Wodehouse, P.G. Right Ho, Jeeves!

“It is impossible to be unhappy while reading the adventures of Jeeves and Wooster. And I’ve tried.” ~Christopher Buckley.

Scoop by Evelyn Waugh

I don’t know if it was just me or my mood or what, but Evelyn Waugh’s comic novel that the NYT Book Review called “thoroughly enjoyable, uproariously funny” just felt like a P.G. Wodehouse wannabe, except more pretentious and not nearly as accessible or humorous. Scoop is a parody of the world of sensational journalism, and as such it’s neither dated nor inaccurate. If anything, Big Journalism has become more unreliable and farcical in the twenty-first century than it seems to have been in 1937-38 when this book was first published. But I did keep thinking, as I read the story of the accidental foreign correspondent for the Daily Beast, William Boot, that I’d rather be reading about Bertie Wooster and Jeeves.

In a case of mistaken identity, Boot is sent to the country of Ishmalia to cover an incipient rebellion. Although set in a fictional country in North or East Africa (near Soudan?, Waugh’s spelling), the novel doesn’t really have much to say about Africa either. The Africans in the novel are simply foils for the oh-so-comical exploits of the European press corps and the politicians who seek to exploit the Africans. The N-word makes frequent appearances, and although the mere appearance of such a term doesn’t offend me as much as it does some people, the attitude of condescension and superiority that all the Europeans in the novel have toward “the natives” does make for reader discomfort and weariness after a while.

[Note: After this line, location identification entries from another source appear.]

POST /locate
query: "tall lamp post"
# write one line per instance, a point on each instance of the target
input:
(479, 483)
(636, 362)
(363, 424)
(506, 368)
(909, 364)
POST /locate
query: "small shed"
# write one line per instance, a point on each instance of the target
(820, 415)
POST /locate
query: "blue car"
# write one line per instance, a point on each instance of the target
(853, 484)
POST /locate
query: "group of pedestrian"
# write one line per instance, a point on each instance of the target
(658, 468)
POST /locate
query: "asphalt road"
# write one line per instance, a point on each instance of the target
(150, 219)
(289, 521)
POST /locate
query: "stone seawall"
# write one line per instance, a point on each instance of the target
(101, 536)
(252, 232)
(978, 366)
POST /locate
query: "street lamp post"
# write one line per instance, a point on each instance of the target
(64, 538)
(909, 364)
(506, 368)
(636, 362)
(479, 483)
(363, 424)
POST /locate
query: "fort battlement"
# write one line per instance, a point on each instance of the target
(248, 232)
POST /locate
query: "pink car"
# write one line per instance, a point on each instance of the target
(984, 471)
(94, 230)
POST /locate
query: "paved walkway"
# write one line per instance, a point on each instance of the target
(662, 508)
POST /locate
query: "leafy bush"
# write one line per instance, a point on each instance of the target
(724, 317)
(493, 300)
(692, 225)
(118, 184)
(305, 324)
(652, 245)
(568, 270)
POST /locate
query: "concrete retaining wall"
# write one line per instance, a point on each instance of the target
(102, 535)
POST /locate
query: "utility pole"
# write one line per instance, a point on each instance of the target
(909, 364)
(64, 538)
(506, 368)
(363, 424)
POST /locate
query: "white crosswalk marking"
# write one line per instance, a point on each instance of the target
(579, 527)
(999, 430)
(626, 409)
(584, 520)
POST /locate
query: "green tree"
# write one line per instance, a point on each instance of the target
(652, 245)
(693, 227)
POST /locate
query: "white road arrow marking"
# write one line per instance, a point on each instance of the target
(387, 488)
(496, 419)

“The novel is partly based on Waugh’s own experience working for the Daily Mail, when he was sent to cover Benito Mussolini’s expected invasion of Abyssinia – what was later known as the Second Italo-Abyssinian War. When he got his own scoop on the invasion he telegraphed the story back in Latin for secrecy, but they discarded it.” Wikipedia

Now that’s funny.

One main idea in the novel is that the news reporters create the news. Even if nothing of importance is happening, where there are reporters, news must happen. So the reporters make it happen or make it up. Nowadays with CNN and the internet and the 24 hour news cycle, news must be created even faster and in greater quantity. Maybe that insight is worth wading through some of the obscure slang and bewildering politics of Scoop, but I’m not sure.

classicsclubI did like the way Waugh ends some of his chapters, with purposefully purple-ish prose that satirizes the journalists and yet communicates a sort of melancholy feel to the story:

“And the granite sky wept.”

“So the rain fell and the afternoon and the evening were succeeded by another night and another morning.”

“William once more turned to the Pension Dressler; the dark clouds opened above him; the gutters and wet leaves sparkled in sunlight and a vast, iridescent fan of colour, arc beyond arc of splendor, spread across the heavens. The journalists had gone, and a great peace reigned in the city.”

Scoop is the first book I’ve read from my Classics Club list. I’m hoping it only gets better from here.